GM, which has seen its popularity and market share slide in recent years, hoped "The Drive" would help it tap new customers from Las Vegas' roughly 40 million annual visitors.

And officials at the Las Vegas Monorail and the Sahara -- the former of which has its northernmost station right outside "The Drive's" entrance -- hoped the test track would being in people who would otherwise not ride the train or visit the resort.

Conti said "The Drive" drew a total of around 50,000 visitors in its first four months, exceeding GM's expectations. And the demographic group visiting the exhibit skewed toward young adults, something GM viewed as a positive, according to Conti.

But "The Drive" did not appear to help monorail ridership, which dropped throughout 2006 in the wake of a December 2005 fare hike.

"The Drive" opened with 13 different types of GM vehicles under six nameplates, which anybody with a valid driver's license who could pass a sobriety test could drive on test tracks at the facility.

"The Drive" included a high-performance track with a number of turns and switchbacks and a pair of off-road courses with hills, slopes, ditches, boulders, logs and other obstacles.

The two courses included more than 1,500 tons of rocks and boulders, more than 300 feet of logs and 60 railroad ties.

GM hopes to take what it learned from "The Drive" and apply it to a future marketing and entertainment effort.

"What that is, is still under wraps. Where it will be is up in the air," Conti said, adding that Las Vegas "is not ruled out" as host, "but we don't have anything planned."

Nonetheless, "Vegas is a great city to do stuff in," Conti said. "Vegas is always in our view."

The end of "The Drive" also marks the termination of GM's marketing partnership with the monorail.

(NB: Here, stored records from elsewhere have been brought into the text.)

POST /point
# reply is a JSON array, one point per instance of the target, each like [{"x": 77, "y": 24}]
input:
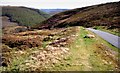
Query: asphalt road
[{"x": 113, "y": 39}]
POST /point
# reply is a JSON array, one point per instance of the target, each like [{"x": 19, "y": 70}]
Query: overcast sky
[{"x": 49, "y": 4}]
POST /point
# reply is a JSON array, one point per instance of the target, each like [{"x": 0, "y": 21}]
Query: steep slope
[
  {"x": 53, "y": 11},
  {"x": 98, "y": 15},
  {"x": 24, "y": 16}
]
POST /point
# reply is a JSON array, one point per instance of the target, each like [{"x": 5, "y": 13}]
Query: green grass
[
  {"x": 112, "y": 31},
  {"x": 82, "y": 56}
]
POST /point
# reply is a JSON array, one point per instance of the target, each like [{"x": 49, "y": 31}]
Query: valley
[{"x": 35, "y": 41}]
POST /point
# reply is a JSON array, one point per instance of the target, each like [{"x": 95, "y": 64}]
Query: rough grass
[
  {"x": 112, "y": 31},
  {"x": 85, "y": 54}
]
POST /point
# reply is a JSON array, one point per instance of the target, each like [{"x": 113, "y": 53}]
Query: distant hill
[
  {"x": 24, "y": 16},
  {"x": 53, "y": 11},
  {"x": 98, "y": 15}
]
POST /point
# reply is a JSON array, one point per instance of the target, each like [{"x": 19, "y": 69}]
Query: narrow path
[{"x": 114, "y": 40}]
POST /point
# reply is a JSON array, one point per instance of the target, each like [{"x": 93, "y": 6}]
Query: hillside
[
  {"x": 24, "y": 16},
  {"x": 53, "y": 11},
  {"x": 97, "y": 15}
]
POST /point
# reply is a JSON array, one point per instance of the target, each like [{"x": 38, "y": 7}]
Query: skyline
[{"x": 54, "y": 4}]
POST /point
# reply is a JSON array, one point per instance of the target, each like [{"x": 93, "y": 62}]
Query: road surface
[{"x": 113, "y": 39}]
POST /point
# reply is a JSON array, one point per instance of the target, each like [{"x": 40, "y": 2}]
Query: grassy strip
[{"x": 112, "y": 31}]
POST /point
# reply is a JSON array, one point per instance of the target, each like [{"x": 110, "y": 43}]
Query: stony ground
[{"x": 58, "y": 49}]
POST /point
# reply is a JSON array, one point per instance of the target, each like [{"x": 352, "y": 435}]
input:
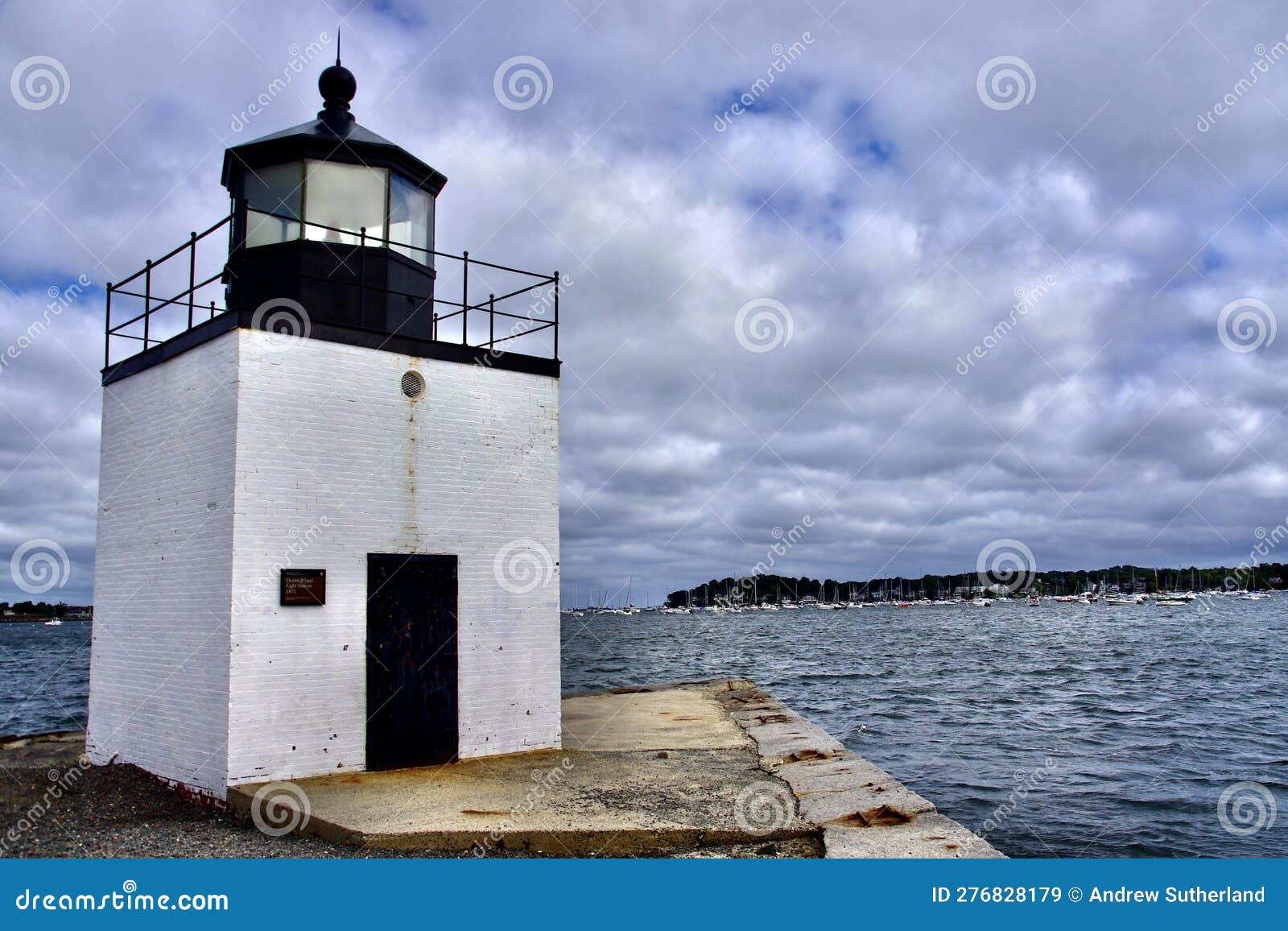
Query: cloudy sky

GM, which was the largest company to sponsor the monorail to date, had a six-month agreement giving it theming and naming rights to the Sahara station.

"The Drive" and the monorail relationship "went in tandem," Conti said.

At the time "The Drive" launched, monorail officials were hoping for a longer-term relationship with GM.

"We know this is going to be the beginning of a long and fruitful partnership with General Motors," Curtis Myles, president and CEO of the Las Vegas Monorail Co., said at opening ceremonies for "The Drive" last year.